After the employer failed to offer a proper defense, the court granted a default judgment in Massaro’s favor and held a hearing to determine the amount of damages to award. Judge Cathy Bissoon was prepared to award compensatory damages for emotional pain, suffering, and mental anguish in excess of $50,000, and an additional $75,000 in punitive damages to punish the employer and deter future similar conduct. However, Title VII’s statutory limit for these types of damages for an employer of Scott Medical’s size (fewer than 101 employees) prevented Judge Bissoon from awarding more than $50,000. She also granted Massarro $5,500 in back pay for a total award of $55,500. The message, though, loud and clear from the judge, was that she wished she could have awarded more money to Massaro because of Scott Medical’s conduct.
- An Unenforced Policy And Lack Of Training Were The Employer’s Undoing
Although the conduct alleged in this case is shocking, some of the more surprising elements include the manner in which Scott Medical handled its human resources responsibilities.
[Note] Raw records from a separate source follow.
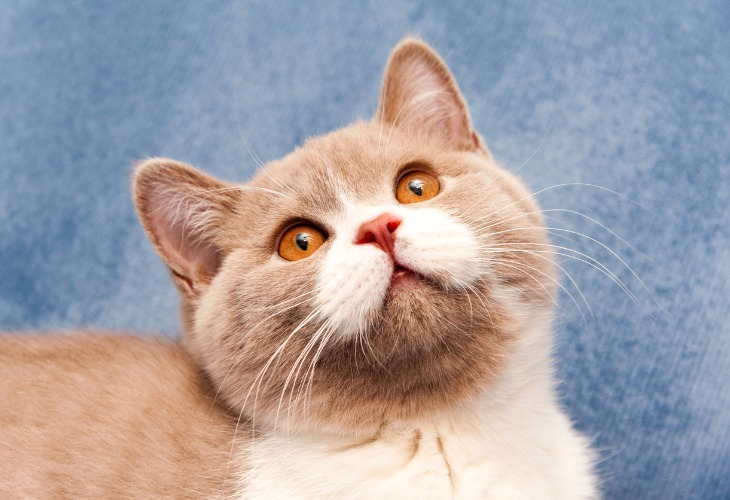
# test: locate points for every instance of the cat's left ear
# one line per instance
(420, 94)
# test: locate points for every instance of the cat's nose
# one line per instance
(379, 231)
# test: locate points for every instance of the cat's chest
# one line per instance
(424, 461)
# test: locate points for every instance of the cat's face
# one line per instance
(380, 272)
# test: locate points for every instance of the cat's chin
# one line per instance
(402, 276)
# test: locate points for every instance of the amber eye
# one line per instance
(300, 241)
(417, 186)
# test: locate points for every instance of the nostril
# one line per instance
(392, 225)
(379, 231)
(368, 237)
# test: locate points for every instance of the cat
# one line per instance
(369, 317)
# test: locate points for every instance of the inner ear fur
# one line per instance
(419, 93)
(183, 211)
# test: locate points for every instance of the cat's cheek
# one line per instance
(351, 287)
(440, 248)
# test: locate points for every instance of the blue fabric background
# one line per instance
(633, 97)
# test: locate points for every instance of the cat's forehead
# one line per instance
(354, 165)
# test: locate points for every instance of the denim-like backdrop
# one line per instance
(619, 111)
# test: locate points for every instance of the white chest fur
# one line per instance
(528, 450)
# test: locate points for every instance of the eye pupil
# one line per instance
(302, 241)
(416, 187)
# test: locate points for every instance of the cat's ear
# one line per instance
(183, 212)
(419, 93)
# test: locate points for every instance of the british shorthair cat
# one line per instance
(369, 317)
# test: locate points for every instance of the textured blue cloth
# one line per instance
(623, 105)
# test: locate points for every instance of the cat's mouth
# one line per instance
(402, 274)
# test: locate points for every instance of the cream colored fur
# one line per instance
(421, 369)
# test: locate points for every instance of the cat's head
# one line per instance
(380, 272)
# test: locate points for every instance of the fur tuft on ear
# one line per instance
(183, 210)
(419, 93)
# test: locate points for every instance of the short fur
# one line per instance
(320, 377)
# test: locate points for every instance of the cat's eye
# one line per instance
(417, 186)
(300, 241)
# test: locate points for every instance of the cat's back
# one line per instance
(96, 415)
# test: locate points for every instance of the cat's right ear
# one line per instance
(183, 212)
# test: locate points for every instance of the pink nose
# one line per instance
(379, 231)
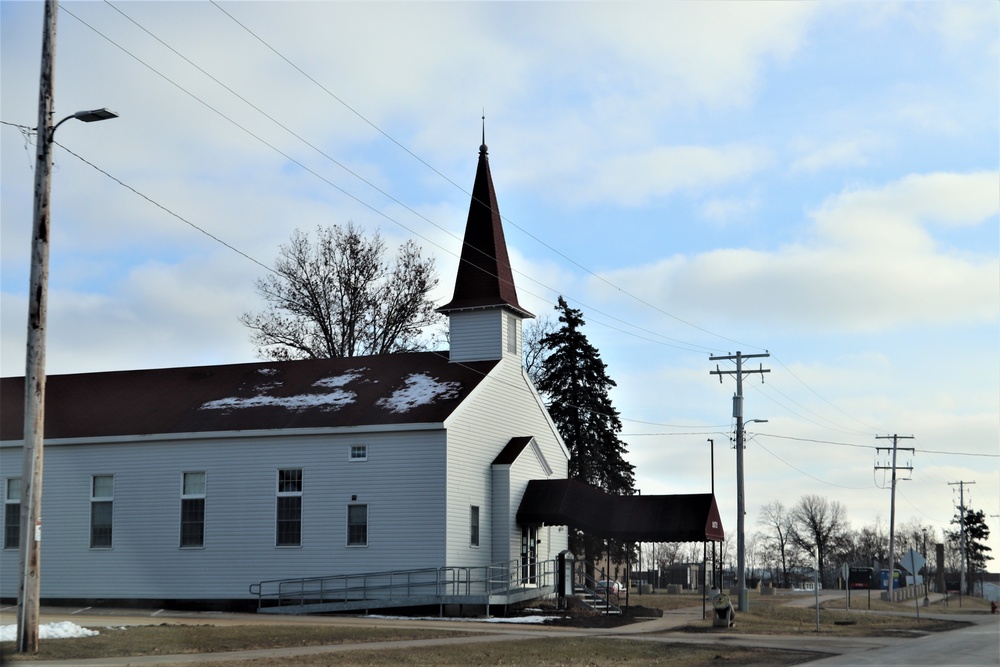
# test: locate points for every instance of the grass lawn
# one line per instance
(767, 615)
(175, 639)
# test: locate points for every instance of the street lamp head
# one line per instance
(95, 114)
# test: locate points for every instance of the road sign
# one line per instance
(912, 561)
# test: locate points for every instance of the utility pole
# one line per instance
(29, 588)
(892, 503)
(29, 543)
(711, 443)
(961, 526)
(741, 576)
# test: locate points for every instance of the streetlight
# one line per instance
(741, 561)
(34, 377)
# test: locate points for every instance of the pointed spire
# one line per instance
(484, 275)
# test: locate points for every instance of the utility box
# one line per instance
(725, 615)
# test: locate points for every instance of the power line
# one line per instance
(684, 345)
(680, 344)
(504, 218)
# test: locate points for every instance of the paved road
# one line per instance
(978, 645)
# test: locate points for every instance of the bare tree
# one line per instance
(820, 528)
(873, 543)
(337, 296)
(532, 349)
(779, 530)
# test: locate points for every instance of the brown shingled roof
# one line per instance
(484, 275)
(421, 387)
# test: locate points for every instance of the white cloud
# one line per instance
(632, 180)
(873, 263)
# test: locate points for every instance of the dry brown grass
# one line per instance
(169, 639)
(548, 651)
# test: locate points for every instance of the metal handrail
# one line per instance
(497, 579)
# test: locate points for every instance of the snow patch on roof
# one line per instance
(420, 389)
(342, 379)
(329, 401)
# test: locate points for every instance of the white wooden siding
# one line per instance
(502, 407)
(402, 483)
(476, 335)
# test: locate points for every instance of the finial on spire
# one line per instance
(482, 147)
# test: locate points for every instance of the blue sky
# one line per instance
(819, 180)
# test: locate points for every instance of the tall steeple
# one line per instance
(484, 316)
(484, 276)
According to the court’s findings of fact, the employer had a comprehensive employee handbook that contained a thorough anti-harassment policy, including a specific mention prohibiting harassment based on sexual orientation. However, Massaro was not permitted to read or obtain a copy of the policy, which made the contents all but worthless. And, of course, as evidenced by the findings discussed above, this portion of the policy was not enforced due to the owner turning a blind eye toward Massaro’s allegations.
Moreover, the employer never offered training to its workforce about the anti-harassment and anti-discrimination elements of the policy. The owner admitted that he did not train the offending supervisor on the policy, and he could not identify anyone else who would have provided such training.
This case presents a stark example of a very simple concept: your policies are only worthwhile if you disseminate them, train your supervisors on them, and enforce them.
- Courts Are Still Split On The Issue, But The Tide Appears To Be Turning
The state of the law is in flux when it comes to the question of whether Title VII covers claims of LGBT discrimination. For years, none of the federal appellate courts would step out on a limb and conclude that the federal antidiscrimination statute should be read that broadly. That changed in April 2017 when the 7th Circuit became the first federal court of appeals in the nation to rule that sexual orientation claims are actionable under Title VII in the Hively v. Ivy Tech Community College case. Shortly before that decision, however, the 11th Circuit Court of Appeals refused to extend Title VII’s protections to cover LGBT discrimination in March’s Evans v. Georgia Regional Hospital case.
That sets up a clear circuit split, and invites the Supreme Court to wade into the conflict to resolve the matter once and for all. The justices are currently considering whether to accept the Evans case for review, and it is possible that they could take up the matter this term and issue a final ruling by June 2018. Until then, however, employers should be sure to follow state laws (which may permit LGBT discrimination and harassment claims), be aware of federal courts that may be willing to follow the 7th Circuit’s example, and be wary of the EEOC. There are many avenues for employees to bring sexual orientation discrimination claims, which highlights the need for strong zero-tolerance policies, consistent enforcement of those policies, and comprehensive training to all of your managers.